This is one of the 100 recipes of the IPython Cookbook, the definitive guide to high-performance scientific computing and data science in Python.

5.7. Writing massively parallel code for NVIDIA graphics cards (GPUs) with CUDA

Let's import PyCUDA.

In [ ]:
import pycuda.driver as cuda
import pycuda.autoinit
from pycuda.compiler import SourceModule
import numpy as np

Now, we initialize the NumPy array that will contain the fractal.

In [ ]:
size = 200
iterations = 100
col = np.empty((size, size), dtype=np.int32)
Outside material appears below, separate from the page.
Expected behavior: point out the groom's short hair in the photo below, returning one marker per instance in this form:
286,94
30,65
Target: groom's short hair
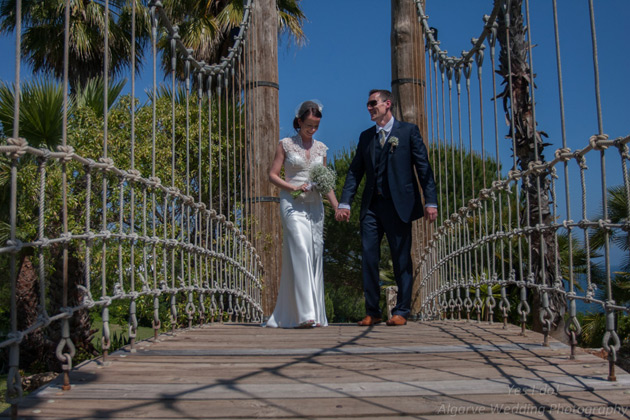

We allocate memory for this array on the GPU.

In [ ]:
col_gpu = cuda.mem_alloc(col.nbytes)

We write the CUDA kernel in a string. The mandelbrot function accepts the figure size, the number of iterations, and a pointer to the memory buffer as arguments. It updates the col buffer with the escape value in the fractal for each pixel.

In [ ]:
code = """
__global__ void mandelbrot(int size,
                           int iterations,
                           int *col)

{
    // Get the row and column index of the current thread.
    int i = blockIdx.y * blockDim.y + threadIdx.y;
    int j = blockIdx.x * blockDim.x + threadIdx.x;
    int index = i * size + j;
    
    // Declare and initialize the variables.
    double cx, cy;
    double z0, z1, z0_tmp, z0_2, z1_2;
    cx = -2.0 + (double)j / size * 3;
    cy = -1.5 + (double)i / size * 3;

    // Main loop.
    z0 = z1 = 0.0;
    for (int n = 0; n < iterations; n++)
    {
        z0_2 = z0 * z0;
        z1_2 = z1 * z1;
        if (z0_2 + z1_2 <= 100)
        {
            // Need to update z0 and z1 in parallel.
            z0_tmp = z0_2 - z1_2 + cx;
            z1 = 2 * z0 * z1 + cy;
            z0 = z0_tmp;
            col[index] = n;
        }
        else break;
    }
}
"""

Now, we compile the CUDA program.

In [ ]:
prg = SourceModule(code)
mandelbrot = prg.get_function("mandelbrot")

We define the block size and the grid size, specifying how the threads will be parallelized with respect to the data.

In [ ]:
block_size = 10
block = (block_size, block_size, 1)
grid = (size // block_size, size // block_size, 1)

We call the compiled function.

In [ ]:
mandelbrot(np.int32(size), np.int32(iterations), col_gpu,
           block=block, grid=grid)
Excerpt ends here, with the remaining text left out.